Despite the movement calling for the abolition of performance reviews, many organisations are still using them in some way, shape or form.  But in the midst of all this work a golden opportunity is often lost by organisations - the chance to turn performance review data into strategic information.

So the organisation's people have invested time and hard work in performance reviews - how can the organisation capitalise on that investment beyond the manager-team member relationship?  Firstly, through analysis, including:

  • Examining the overall distribution of performance ratings (across the whole business, each department, demographic groups etc);
  • Identifying the higher and lower performing departments, teams etc based upon average performance ratings and achievement against objectives;
  • Identifying in broad groupings (e.g. sales, financial etc) which performance objectives the organisation is performing exceptionally or poorly against; and
  • Identifying those broad competency/behaviour areas for which the data indicates the organisation's people are strongest in and conversely the weakest areas of competency. 

Of course, this task will be much easier for those using an online performance management system compared with a paper-based process, where aggregate data is much harder to access, compile and utilise. 

Now that the analysis is complete we need to try and reconcile the performance review data and real world results.  Does the data reflect the actual performance of the business, department etc this year?  For example, if the business failed to meet most of its targets for the year yet recorded very high average performance ratings for its people, something is clearly amiss.  Also, is your performance review process driving or highlighting bias experienced by certain demographic groups (i.e part-time employees less likely to be rated as a high performer than full-time employees)?

If the performance review data doesn't reflect the organisation's performance then it is likely that people's performance objectives weren't well aligned with the business strategy in the first place or managers are rating people's performance higher than is warranted (avoiding difficult conversations). While not an ideal outcome, it does provide some great learnings that can be improved upon immediately for the start of the new cycle and therefore help make an organisation's performance management process more effective in driving business results.

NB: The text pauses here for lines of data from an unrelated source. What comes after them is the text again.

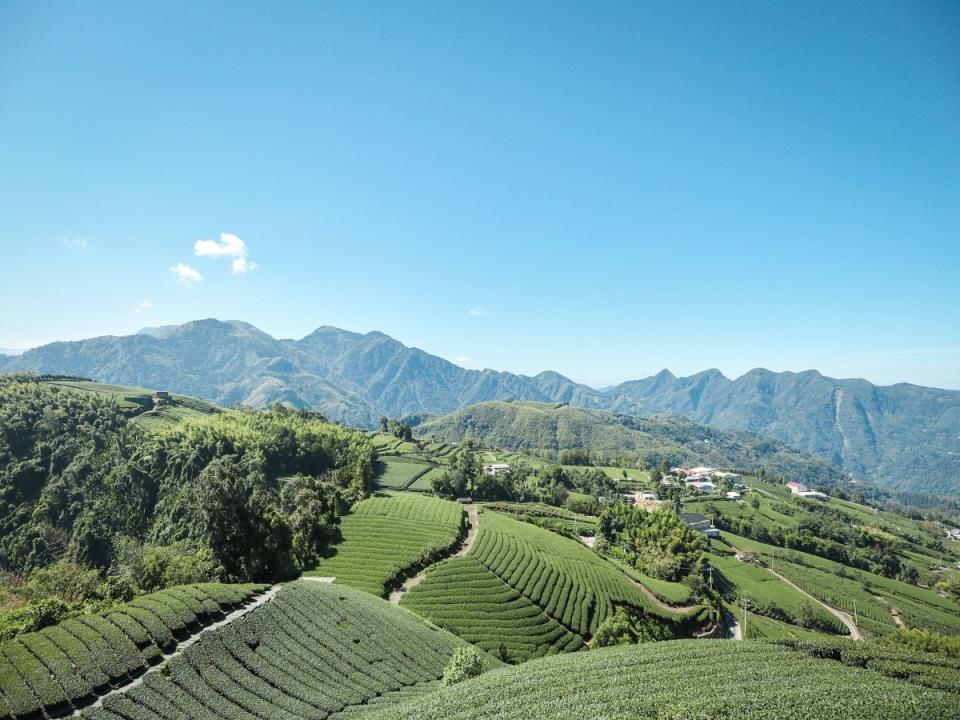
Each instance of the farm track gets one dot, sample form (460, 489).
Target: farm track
(843, 617)
(474, 519)
(657, 601)
(897, 620)
(257, 602)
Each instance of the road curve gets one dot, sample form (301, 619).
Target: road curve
(473, 517)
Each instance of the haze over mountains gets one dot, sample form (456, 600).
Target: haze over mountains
(524, 425)
(902, 437)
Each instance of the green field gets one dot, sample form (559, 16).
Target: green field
(701, 680)
(556, 591)
(127, 397)
(547, 516)
(65, 665)
(387, 535)
(312, 652)
(769, 596)
(918, 607)
(397, 474)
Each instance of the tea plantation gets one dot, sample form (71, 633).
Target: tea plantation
(388, 535)
(531, 590)
(703, 680)
(66, 665)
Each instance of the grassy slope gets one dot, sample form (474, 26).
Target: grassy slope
(688, 680)
(559, 591)
(388, 534)
(530, 425)
(313, 651)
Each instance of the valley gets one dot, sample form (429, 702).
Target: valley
(538, 558)
(901, 438)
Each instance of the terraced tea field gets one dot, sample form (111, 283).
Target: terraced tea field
(530, 589)
(770, 596)
(918, 607)
(701, 680)
(66, 665)
(387, 535)
(398, 474)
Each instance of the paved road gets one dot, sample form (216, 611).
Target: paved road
(845, 618)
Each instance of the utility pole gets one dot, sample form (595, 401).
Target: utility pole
(746, 602)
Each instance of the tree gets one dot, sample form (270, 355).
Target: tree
(464, 664)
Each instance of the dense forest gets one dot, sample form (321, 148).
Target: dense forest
(237, 496)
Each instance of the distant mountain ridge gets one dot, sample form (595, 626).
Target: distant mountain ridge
(522, 425)
(901, 437)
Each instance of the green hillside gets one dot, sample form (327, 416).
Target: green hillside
(224, 495)
(553, 592)
(695, 680)
(143, 406)
(67, 665)
(900, 437)
(312, 651)
(384, 536)
(528, 425)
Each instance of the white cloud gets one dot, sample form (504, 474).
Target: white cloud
(186, 274)
(242, 265)
(229, 246)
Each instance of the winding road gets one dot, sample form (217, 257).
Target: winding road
(845, 618)
(473, 517)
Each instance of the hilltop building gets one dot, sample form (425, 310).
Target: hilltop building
(700, 523)
(496, 468)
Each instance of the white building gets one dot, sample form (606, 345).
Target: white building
(496, 468)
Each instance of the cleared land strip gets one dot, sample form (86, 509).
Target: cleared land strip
(474, 519)
(839, 614)
(257, 602)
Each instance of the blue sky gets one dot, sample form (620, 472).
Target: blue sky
(604, 189)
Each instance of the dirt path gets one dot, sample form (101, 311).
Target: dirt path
(473, 517)
(733, 628)
(845, 618)
(258, 601)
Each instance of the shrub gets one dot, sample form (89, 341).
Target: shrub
(464, 664)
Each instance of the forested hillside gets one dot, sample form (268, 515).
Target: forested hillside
(901, 437)
(234, 496)
(528, 425)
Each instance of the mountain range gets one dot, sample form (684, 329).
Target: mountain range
(899, 437)
(521, 425)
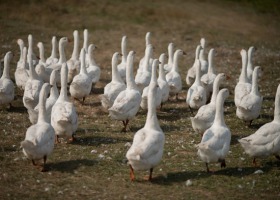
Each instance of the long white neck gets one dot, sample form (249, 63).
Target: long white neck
(63, 91)
(129, 72)
(243, 76)
(91, 49)
(211, 69)
(6, 71)
(54, 47)
(75, 53)
(62, 57)
(277, 105)
(123, 47)
(170, 53)
(115, 73)
(42, 114)
(219, 117)
(41, 52)
(216, 87)
(152, 120)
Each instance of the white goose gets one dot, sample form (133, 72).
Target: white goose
(143, 75)
(64, 118)
(250, 66)
(148, 143)
(122, 65)
(266, 140)
(173, 77)
(7, 92)
(74, 63)
(93, 69)
(207, 80)
(81, 84)
(21, 72)
(196, 95)
(145, 94)
(40, 137)
(203, 61)
(162, 83)
(169, 64)
(215, 142)
(127, 103)
(250, 105)
(243, 87)
(192, 71)
(112, 89)
(53, 57)
(205, 116)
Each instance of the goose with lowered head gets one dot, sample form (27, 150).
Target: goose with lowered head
(39, 138)
(215, 142)
(7, 92)
(112, 89)
(266, 140)
(147, 148)
(64, 118)
(127, 103)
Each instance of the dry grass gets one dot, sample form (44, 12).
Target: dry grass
(94, 167)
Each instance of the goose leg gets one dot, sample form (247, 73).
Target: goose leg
(132, 176)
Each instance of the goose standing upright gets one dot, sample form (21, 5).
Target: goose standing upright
(196, 95)
(21, 72)
(192, 71)
(7, 92)
(122, 65)
(127, 103)
(81, 84)
(53, 57)
(205, 116)
(143, 75)
(145, 94)
(215, 143)
(74, 63)
(250, 67)
(250, 105)
(169, 64)
(162, 83)
(207, 80)
(64, 117)
(173, 77)
(243, 87)
(112, 89)
(93, 69)
(266, 140)
(148, 143)
(39, 139)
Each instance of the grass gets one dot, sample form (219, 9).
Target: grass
(94, 167)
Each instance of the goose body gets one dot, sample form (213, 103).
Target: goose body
(243, 87)
(173, 77)
(112, 89)
(266, 140)
(74, 63)
(81, 84)
(205, 116)
(123, 64)
(64, 117)
(7, 92)
(196, 95)
(215, 142)
(145, 94)
(250, 106)
(207, 79)
(40, 137)
(127, 103)
(148, 143)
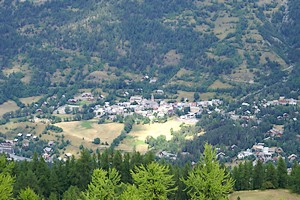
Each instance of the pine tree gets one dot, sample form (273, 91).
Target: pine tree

If the performance review data does generally reflect the organisation's performance then you have a wealth of data to utilise including:

  • Look for the lower performing competencies/behaviours across the organisation and feed this into high level development planning in order to drive improvement.
  • Further analyse the reason for lower performance in certain performance objective categories (e.g. customer service) and then develop and implement a strategy to turn things around - this is where improved business performance will come from.
  • Examine the correlation between performance against competencies and performance objectives - if you have identified those competencies which are predictive of strong job performance then people who rate highly against role competencies should also generally be top performers (if the data doesn't support this then you have more analysis to do).
  • Promote and celebrate the success/high performance in key performance areas and continue to focus on them - you want to maintain (and even improve) these aspects which are helping drive your organisation's current performance.

So there is a wealth of information available to organisations which undertake performance reviews linked to their business strategy.  There is a great opportunity for HR to add value to a business by undertaking the analysis of performance review data, presenting key findings and recommendations to the Executive Team, facilitating the discussion about the implications of the data, and driving improved business performance. Strategic HR!